I reviewed one of the ALA’s top ten banned books of 2010 recently, Lush by Natasha Friend.  The book was challenged (and subsequently taken off the shelves in several schools) because it ” … deals with drugs, contains offensive language, is sexually explicit, and is unsuited to the age group for which it is intended.”  But unlike the protesting parents, I read the book.  None of those objections hold water.  It’s an anti-drug (alcohol) book, the strongest word is “boobs,” no one in it has sex, and the overall tone is moral: Lush is just the sort of book you’d want your own teenager to read.

I speculated that the real reason people object to the book is that one of the characters (a sympathetic character at that) is gay.  Reading the linked article equating Banned Books Week with the promotion of homosexuality, I’m more convinced than ever I have it right.  Homosexuality, like race, is at the center of the theocratic culture war going on in our society.

And get this anti-ALA diatribe, from the linked article:

Where would they draw the line at the subject matter children read? Is incest okay? Adult-child sex? Parents who abuse kids? Cutting? Sadomasochism? Sorcery practiced by children? How about bomb-making and sedition against America?

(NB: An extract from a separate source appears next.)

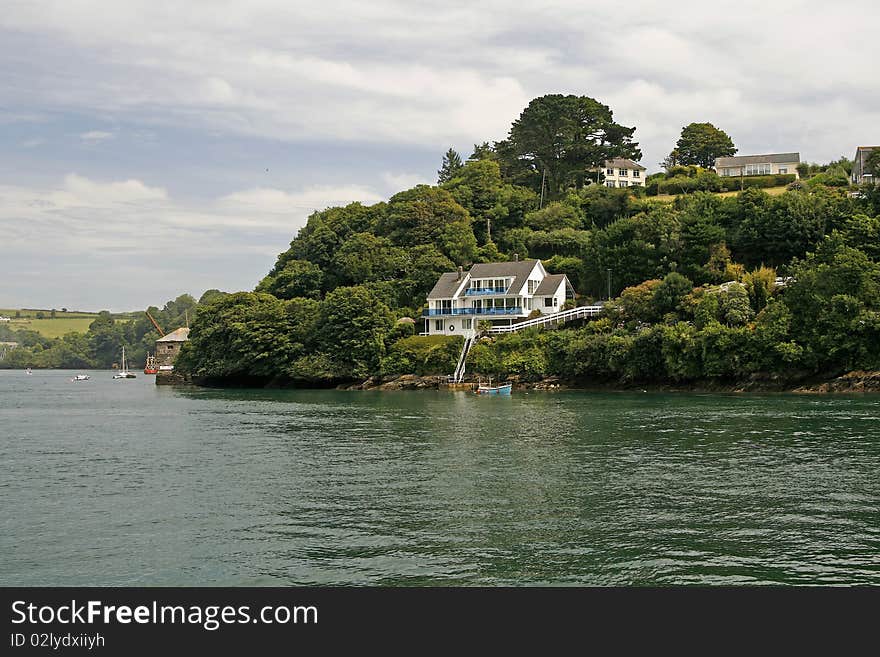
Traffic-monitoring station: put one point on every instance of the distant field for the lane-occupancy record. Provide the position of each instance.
(773, 191)
(77, 322)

I think we can safely ignore the red herrings about incest and adult-child sex.  There is none of that in young adult fiction; they’re just saying that stuff to fire up the base.  But buried in there is more of the theocratic right’s agenda: not just opposition to homosexuality, but opposition to young adult fiction in general.  Holden Caulfield cut school!  Harry Potter is a sorcerer!  And you can bet your life the American Taliban has a much narrower and focused definition of “sedition” than you do.

The courts are what stand between us and those who would force religion and a Christian version of sharia law down our throats.  But the courts don’t act until the American Civil Liberties Union files suit, so in my book, it’s really the ACLU that stands up for the rest of us.  Bet you didn’t see a pitch for ACLU membership coming, did you?  But I mean it … if you’re not a member you should be.